Different enough was the scene next day, when all Harvard men who were up for Commencement assembled and, arranged by years, marched round the yard. Class by class they paraded, beginning with veterans of the 'fifties, down to the class of 1912. I wonder if English nerves could stand it. It seems to bring the passage of time so very presently and vividly to the mind. To see, with such emphatic regularity, one's coevals changing in figure, and diminishing in number, summer after summer!.... Perhaps it is nobler, this deliberate viewing of oneself as part of the stream. To the spectator, certainly, the flow and transiency become apparent and poignant. In five minutes fifty years of America, of so much of America, go past one. The shape of the bodies, apart from the effects of age, the lines of the faces, the ways of wearing hair and beard and moustaches, all these change a little decade by decade, before your eyes. And through the whole appearance runs some continuity, which is Harvard.

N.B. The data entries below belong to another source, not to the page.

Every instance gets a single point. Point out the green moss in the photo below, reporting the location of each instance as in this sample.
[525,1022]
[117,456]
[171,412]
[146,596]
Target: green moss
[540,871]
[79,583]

The orderly progression of the years was unbroken, except at one point. There was one gap, large and arresting. Though all years were represented, there seemed to be nobody in the procession between fifty and sixty. I asked a Harvard friend the reason. "The War," he said. He told me there had always been that gap. Those who were old enough to be conscious of the war had lost a big piece of their lives. With their successors a new America began. I don't know how true it is. Certainly, the dates worked out right. And I met an American on a boat who had been a child in one of the neutral States. He used to watch the regiments forming in the main street of his town, and marching out, some north and some south. He said it felt as though pieces of his body were being torn in different directions. And he was only nine.